Better than your Lover



He’s better than your lover, more insightful than your psychologist and a clairvoyant whose talents exceeds those of your pedestrian psychic. He’s knows what you lust for, what vulnerabilities you hide in the deception of your limbs and what your thinking, what you want even before you do. He can be none other than your sartorial soul mate, also known as your favorite designer. Alber Elbaz certainly knows what I want before I do because my wants always seems to be sauntering down his runway. His Fall 09 collection was elegant with something almost industrial about it. Almost as if he had weaved something savage in the lining of the dresses. In my opinion it’s just what our recession needs: investment pieces that have a touch of a mechanized strength. His biased cuts seems to embrace the body, protecting them from brutalities while the luscious materials leave them with a bit of vulnerability. Now tell me what lover/psychologist/psychic can do that?

Thursday, March 19, 2009

It's Wang's World (We're just living in it)

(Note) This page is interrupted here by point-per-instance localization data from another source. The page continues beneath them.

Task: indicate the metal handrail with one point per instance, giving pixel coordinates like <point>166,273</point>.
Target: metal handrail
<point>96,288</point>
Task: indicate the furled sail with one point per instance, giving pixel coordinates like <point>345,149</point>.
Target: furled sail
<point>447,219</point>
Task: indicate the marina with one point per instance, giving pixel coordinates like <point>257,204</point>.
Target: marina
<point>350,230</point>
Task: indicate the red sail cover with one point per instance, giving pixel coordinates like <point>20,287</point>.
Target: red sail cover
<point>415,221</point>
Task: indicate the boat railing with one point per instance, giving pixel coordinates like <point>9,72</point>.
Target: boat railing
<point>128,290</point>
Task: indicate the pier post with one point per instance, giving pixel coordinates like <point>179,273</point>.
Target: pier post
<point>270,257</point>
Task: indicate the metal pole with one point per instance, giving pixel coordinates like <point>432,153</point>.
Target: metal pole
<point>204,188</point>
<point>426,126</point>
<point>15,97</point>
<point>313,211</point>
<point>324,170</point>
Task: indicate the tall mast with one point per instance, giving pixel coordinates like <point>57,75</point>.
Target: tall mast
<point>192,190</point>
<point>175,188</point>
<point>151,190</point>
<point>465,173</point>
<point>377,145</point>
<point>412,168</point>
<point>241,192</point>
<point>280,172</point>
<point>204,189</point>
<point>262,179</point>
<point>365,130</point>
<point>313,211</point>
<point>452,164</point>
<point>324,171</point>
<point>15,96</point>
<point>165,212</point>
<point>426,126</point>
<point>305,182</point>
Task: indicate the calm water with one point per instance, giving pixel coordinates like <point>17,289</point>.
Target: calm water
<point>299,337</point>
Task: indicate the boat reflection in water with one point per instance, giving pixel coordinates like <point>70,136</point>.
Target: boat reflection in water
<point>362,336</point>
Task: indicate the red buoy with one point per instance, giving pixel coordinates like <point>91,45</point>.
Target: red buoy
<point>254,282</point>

I find it quite interesting that in Kingdom of Hollywood we have “It girls” yet in the realm of Sartorial operations we have “It Boys.” We all remember the era of Marc Jacobs followed by performances from Zac Posen and Proenza Schouler. Yet now that these designers have graduated from student to teacher it’s Alexander Wang that’s filling their place. Which is why my mild obsession with Alexander Wang’s new diffusion line is so understandable, if not justified. It’s street chic, loose and effortless aesthetic speaks to the urbanite in all of us (even if we do live in suburbia). I mean how can you not feel a bit dangerous wearing something like this:

Let's just hope "It boy" ensembles don't make me pull a Lindsay and start dancing on tabletops.